The 50th Anniversary of Earth Day Is a Time for Reflection and Action

Even in the face of enormous challenges, we can do great things to secure a better future for birds and people.

The 50th anniversary of Earth Day was never supposed to look like this.

There should have been crowds of people from across the political spectrum — birders, hikers, hunters — celebrating their common concern for nature and wildlife. We should have been carrying the extraordinary momentum of the past year forward to secure bipartisan progress for the environment in our city halls, statehouses, and in the U.S. Capitol.

Instead, we’re experiencing something totally unexpected: a shared appreciation for the simple act of just being outside—especially if you have school-aged children at home. Audubon is getting regular calls from reporters asking, “are there more birds now that there are fewer people out—or have they always been there?” (Answer: mostly the latter, maybe a little bit of the former).

What we’re seeing is the purest expression of what it means to love birds and nature. In fact, as this crisis forces us all to evaluate the things that matter most to us, I believe we can hang on to this lesson and emerge more unified to take action to protect our natural world.

Our national parks, and in many places our playgrounds and trails, are closed to us. In their absence, many people are discovering a deeper appreciation for the most easily accessible ambassador for the outdoors—birds.  

We were all looking forward to our usual spring migration traditions, holding festivals to mark the arrival of long-awaited birds like the Sandhill Cranes in Nebraska and delighting in the waves of warblers up and down the Atlantic Flyway. But Audubon takes seriously our responsibility to slow the spread of COVID-19, and we cancelled all of our in-person events through June 30. So much for the annual birding festivals.

Instead, we’ve found new ways to bring people and birds together. Our new weekly LIVE show,  I Saw a Bird celebrates the wonders of spring migration and brings together a wide array of bird lovers including Saturday Night Live’s  Melissa Villaseñor and Emmy-nominated actress and National Audubon Society Board Member,  Lili Taylor. And we have live programing coming from Audubon sites across the country—check out this calendar and tune in.
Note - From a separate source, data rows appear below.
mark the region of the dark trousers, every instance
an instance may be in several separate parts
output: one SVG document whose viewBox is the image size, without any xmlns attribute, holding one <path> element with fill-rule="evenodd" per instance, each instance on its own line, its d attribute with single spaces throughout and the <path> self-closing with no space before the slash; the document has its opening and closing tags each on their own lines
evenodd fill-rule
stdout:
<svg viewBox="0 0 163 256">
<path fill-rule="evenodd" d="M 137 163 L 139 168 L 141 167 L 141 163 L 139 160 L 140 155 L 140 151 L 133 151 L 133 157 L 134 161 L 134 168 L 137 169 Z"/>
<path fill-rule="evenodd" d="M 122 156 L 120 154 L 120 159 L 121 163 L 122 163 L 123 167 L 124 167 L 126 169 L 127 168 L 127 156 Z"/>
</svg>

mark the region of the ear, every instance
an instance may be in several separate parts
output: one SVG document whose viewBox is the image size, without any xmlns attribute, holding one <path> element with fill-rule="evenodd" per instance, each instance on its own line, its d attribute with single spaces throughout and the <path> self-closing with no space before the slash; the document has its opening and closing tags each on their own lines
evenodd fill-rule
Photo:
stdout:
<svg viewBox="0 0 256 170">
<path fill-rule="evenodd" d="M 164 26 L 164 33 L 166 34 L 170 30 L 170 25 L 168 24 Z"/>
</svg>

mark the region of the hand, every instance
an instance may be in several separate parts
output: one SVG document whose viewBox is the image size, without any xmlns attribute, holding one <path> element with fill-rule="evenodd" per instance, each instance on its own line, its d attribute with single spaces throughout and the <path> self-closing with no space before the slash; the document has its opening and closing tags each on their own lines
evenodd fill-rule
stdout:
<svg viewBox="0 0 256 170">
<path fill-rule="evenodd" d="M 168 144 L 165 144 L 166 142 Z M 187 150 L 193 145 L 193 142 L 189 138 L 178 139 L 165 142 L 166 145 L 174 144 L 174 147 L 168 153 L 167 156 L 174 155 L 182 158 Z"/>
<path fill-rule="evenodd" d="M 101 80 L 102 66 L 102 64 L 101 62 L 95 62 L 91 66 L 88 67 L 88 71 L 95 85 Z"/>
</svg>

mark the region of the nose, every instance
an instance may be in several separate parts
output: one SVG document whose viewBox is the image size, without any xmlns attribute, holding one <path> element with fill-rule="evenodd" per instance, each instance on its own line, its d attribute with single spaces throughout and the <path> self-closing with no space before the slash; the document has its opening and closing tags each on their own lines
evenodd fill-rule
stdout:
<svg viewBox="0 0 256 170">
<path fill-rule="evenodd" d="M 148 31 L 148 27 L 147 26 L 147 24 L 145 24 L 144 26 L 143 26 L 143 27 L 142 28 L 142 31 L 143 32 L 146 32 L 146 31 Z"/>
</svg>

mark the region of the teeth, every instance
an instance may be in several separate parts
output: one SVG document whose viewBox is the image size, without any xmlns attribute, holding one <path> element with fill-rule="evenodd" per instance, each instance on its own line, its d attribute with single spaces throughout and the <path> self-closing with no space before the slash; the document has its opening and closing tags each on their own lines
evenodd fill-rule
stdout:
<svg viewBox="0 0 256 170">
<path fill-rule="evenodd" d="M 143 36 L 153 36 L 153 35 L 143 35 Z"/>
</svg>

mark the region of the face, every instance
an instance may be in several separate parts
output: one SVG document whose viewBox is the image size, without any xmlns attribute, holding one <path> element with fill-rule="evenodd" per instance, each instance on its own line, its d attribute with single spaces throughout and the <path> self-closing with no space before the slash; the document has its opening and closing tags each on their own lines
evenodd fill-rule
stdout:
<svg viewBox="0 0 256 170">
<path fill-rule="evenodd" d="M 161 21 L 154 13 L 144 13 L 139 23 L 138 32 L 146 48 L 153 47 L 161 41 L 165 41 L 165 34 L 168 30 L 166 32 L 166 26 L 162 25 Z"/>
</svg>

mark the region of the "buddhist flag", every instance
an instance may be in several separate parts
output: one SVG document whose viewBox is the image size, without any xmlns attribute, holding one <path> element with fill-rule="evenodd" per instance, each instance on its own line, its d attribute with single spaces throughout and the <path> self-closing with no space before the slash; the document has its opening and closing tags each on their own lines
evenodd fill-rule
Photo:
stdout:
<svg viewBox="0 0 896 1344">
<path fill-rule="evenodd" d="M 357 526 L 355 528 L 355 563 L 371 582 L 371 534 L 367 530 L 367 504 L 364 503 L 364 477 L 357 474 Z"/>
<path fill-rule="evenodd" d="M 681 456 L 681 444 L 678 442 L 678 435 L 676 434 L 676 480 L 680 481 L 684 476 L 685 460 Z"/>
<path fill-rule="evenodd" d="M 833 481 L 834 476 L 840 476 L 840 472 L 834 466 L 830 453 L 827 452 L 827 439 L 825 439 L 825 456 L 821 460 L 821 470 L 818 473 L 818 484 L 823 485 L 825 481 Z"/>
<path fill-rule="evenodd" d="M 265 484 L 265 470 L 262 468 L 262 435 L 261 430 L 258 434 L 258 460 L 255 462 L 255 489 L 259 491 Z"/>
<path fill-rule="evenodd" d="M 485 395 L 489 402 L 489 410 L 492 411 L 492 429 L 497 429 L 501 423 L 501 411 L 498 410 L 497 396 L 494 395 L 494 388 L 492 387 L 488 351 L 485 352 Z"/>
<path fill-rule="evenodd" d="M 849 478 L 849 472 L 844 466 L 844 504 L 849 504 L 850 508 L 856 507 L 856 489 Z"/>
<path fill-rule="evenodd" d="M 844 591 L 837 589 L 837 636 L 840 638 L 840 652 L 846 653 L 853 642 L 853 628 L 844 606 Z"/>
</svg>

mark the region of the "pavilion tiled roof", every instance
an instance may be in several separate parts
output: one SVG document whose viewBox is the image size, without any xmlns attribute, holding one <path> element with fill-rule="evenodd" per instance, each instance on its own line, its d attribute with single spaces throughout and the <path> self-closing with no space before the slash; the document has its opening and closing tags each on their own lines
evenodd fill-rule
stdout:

People are hungry for nature in ways that are both heartbreaking and beautiful. So it’s even more unconscionable that the administration has ignored the bipartisan legacy that created the epic Clean Air and Clean Water Acts, as well as the Land and Water Conservation Fund. Instead, the administration is using this moment of crisis to double-down on its attacks on our air, wildlife, and health. The Interior Department has refused to recognize the extraordinary pressures of this crisis, holding to unrealistic deadlines and rushed public comment periods on a new rule that guts protections in the century-old Migratory Bird Treaty Act. The world is awash in the cheapest oil in decades, yet the administration is paving the way for oil and gas companies to drill on the protected public lands we were supposed to protect for our children and their children. We’re also seeing rollbacks of standards on deadly mercury pollution, a known cause of birth defects, in opposition to the industries that have already adapted to common sense laws. Birds have always been the proverbial canaries in the coal mine—bird survival is human survival—and we ignore that at our own peril.

That’s why on this Earth Day we’re redoubling our efforts to work on behalf of birds and the places they need with as much determination as ever. While we all cope and grieve and reckon with COVID-19, we will not be deterred from partnering with outdoor lovers from across the political spectrum in holding the administration accountable.

While there are immediate needs related to the response to COVID-19, we must also invest in long-term conservation efforts to rebuild a better, healthier America and restore nature and our economy. Until the past few years, birds and nature have been bipartisan issues; the longing we all feel to be on a trail, in a park, or beside a stream should remind us of that.   

As the 1918 flu pandemic swept through America, the (mostly) women who founded the National Audubon Society won its cornerstone victory—the Migratory Bird Treaty Act, a bipartisan bedrock conservation law. That achievement, long forgotten by most, reminds us that even in the face of enormous challenges we can do great things with collective action built on shared values.

This Earth Day is now a time for BOTH reflection and action. Our appreciation of birds lifts our spirits in these difficult times, inspires us to reconnect with nature, and reaffirms our resolve to build a big, bipartisan tent to fight for birds and the environment. Audubon’s network reaches 10 million people a month and our partners range from Ducks Unlimited to Natural Resources Defense Council to The Nature Conservancy. We are more determined than ever to make it clear that the world we leave for generations to come depends on the actions we take now.